Borçlanma kapasitelerini zaten sınırlarına kadar zorlamış olan dünyanın salgınla beraber çok daha büyük bir borç sorunuyla karşı karşıya kaldığını belirten Tunca, yeni tartışma konusunun 'bu muazzam borç yığını ve yaşanan ağır sorunlar karşısında devletlerin kendi toplumlarına nasıl çözüm üreteceği' olduğunu söyledi.
Dünyanın çözüm bekleyen 5 ana sorunu
Ekonomist Arda Tunca'ya göre dünyanın önümüzdeki 10 yıl boyunca öncelikli beş ana sorunu olacak.

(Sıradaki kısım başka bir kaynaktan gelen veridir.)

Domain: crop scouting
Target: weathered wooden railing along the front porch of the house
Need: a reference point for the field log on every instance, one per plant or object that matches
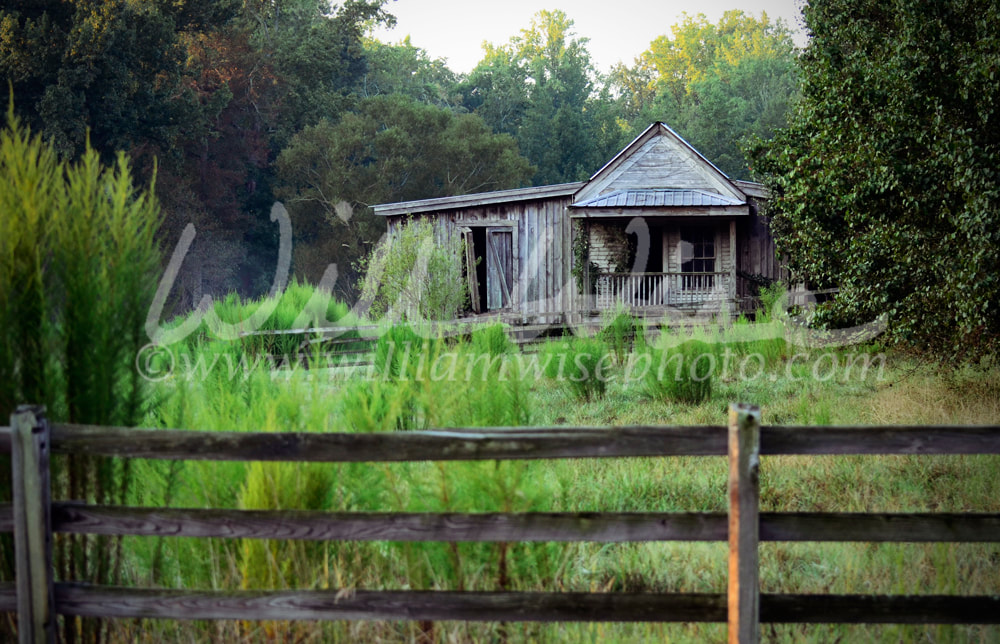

Tunca'nın tespitlerine göre bu 5 sorun: dijitalleşme ile değişen üretim yapıları, devletin rolü, çevre sorunları, gelir eşitsizliği ve borç yükü:
"Artan dijitalleşme ile birlikte üretim yapıları nasıl şekil alacak? Bu süreç içerisinde devlet kendini nasıl tanımlayacak, devletin rolü ne olacak? Artık ipin ucunun kaçtığı çevre ve gelir eşitsizliği konularına nasıl çare bulunacak? Hepsinin arkasında yatan muazzam bir borç yükü var. Bu küresel borç nasıl eritilecek? Azalan ekonomik imkanlar çerçevesinde bu borç yükünü toplumların içerisinde hangi sınıflar üstlenecek? Devlet bu borç karşısında kaynak ve gelir dağılımını nasıl yönetecek?"